I’ve started my new job in Tokyo, and things are going really well. I cannot say how truly I feel I lucked out with this position, how fortunate I am. Being back in Japan is exactly the place I needed to be to regain a sense of calm, happiness, and balance after everything that happened in the previous few months. 

The Tokyo skyline as seen from high above Ichigaya.

As wonderful as it would have been to secure a proper tenure track position somewhere in the States, or a postdoc or whatever it may have been, and as happy as I could have been in any of those situations, I think that many of them would have involved “hitting the ground running,” the same levels of work and stress and endless busy-ness as in the final stages of the dissertation (if not moreso, what with class prep and everything).

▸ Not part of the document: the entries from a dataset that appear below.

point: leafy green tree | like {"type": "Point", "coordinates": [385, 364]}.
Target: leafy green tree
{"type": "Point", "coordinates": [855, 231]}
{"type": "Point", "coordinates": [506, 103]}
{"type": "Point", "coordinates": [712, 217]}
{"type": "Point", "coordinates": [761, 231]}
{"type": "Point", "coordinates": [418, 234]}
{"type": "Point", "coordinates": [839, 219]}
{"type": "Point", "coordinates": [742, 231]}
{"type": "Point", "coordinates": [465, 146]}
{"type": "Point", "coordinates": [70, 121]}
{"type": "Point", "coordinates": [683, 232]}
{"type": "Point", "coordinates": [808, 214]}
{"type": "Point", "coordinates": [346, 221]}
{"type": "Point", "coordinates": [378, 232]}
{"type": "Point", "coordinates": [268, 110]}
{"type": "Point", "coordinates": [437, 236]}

For any potential employers reading this, yes, I do think I would have done well, and strived, and been happy and successful in meeting such challenges, and I certainly look forward to hopefully getting such a position in the future, getting to teach students and engage with them and all the rest.
 
But for now, Tokyo is right where I need to be, to find my center and find myself again.

Getting some work done at the Aoyama Flower Market Teahouse.

I’m now a postdoctoral “Project Researcher” 特任研究員 at the University of Tokyo Historiographical Institute 東京大学史料編纂所 working as part of a team on a project creating an international hub for the Ishin Shiryō Kōyō 維新史料綱要, a collection of some 30,000 entries summarizing in a day-by-day fashion the key events of Japanese (“national” political) history c. 1840-1870. I am not sure when any of the products of this work will become available to the public, but we are working on a glossary of terms relevant to the collection, and English translations of the entries. Whenever it does go live, a few years from now, you’ll be able to search in English (or romaji) and see at an easy glance what events are pertinent to your search terms. For example, search the name of a shogunate official such as Ido Satohiro and you can trace his key activities, promotions, reassignments, and so forth across the period. Search for a placename, such as Shimoda or Yokohama, or Ryûkyû, Tsushima, or Matsumae, and you can see a listing of the progression of events pertaining to that place across the period.

Copies of the Tsûkô ichiran, a compilation of Edo period diplomatic records.

And I’m continuing to plug forward on my own research. I guess I’ve been sidetracked the last couple of months, thinking, reading, and writing about Shuri castle, but I suppose that counts as “my own research” too. I’ll get back to thinking about Ryukyuan embassies, diplomatic ritual, and so forth soon.

In the meantime, everyone at the Hensanjo has been really quite kind and supportive, encouraging me to take time to do my own research, that that’s included in the position and counts as part of my job – I don’t need to be working on the Project all the time. So, I’ve already started making appointments with museums and archives to see more Ryukyu embassy procession scrolls, buying books, and scanning tons of articles and book chapters to read later.

Ever since I finished the dissertation, it’s been such an incredible weight off my shoulders. There’s no longer a pressure to produce something complete and polished by a set date, and now I can just go back to gathering more and building up and building around my knowledge of the subject, seeing what develops, seeing what comes together. It’s a real pleasure.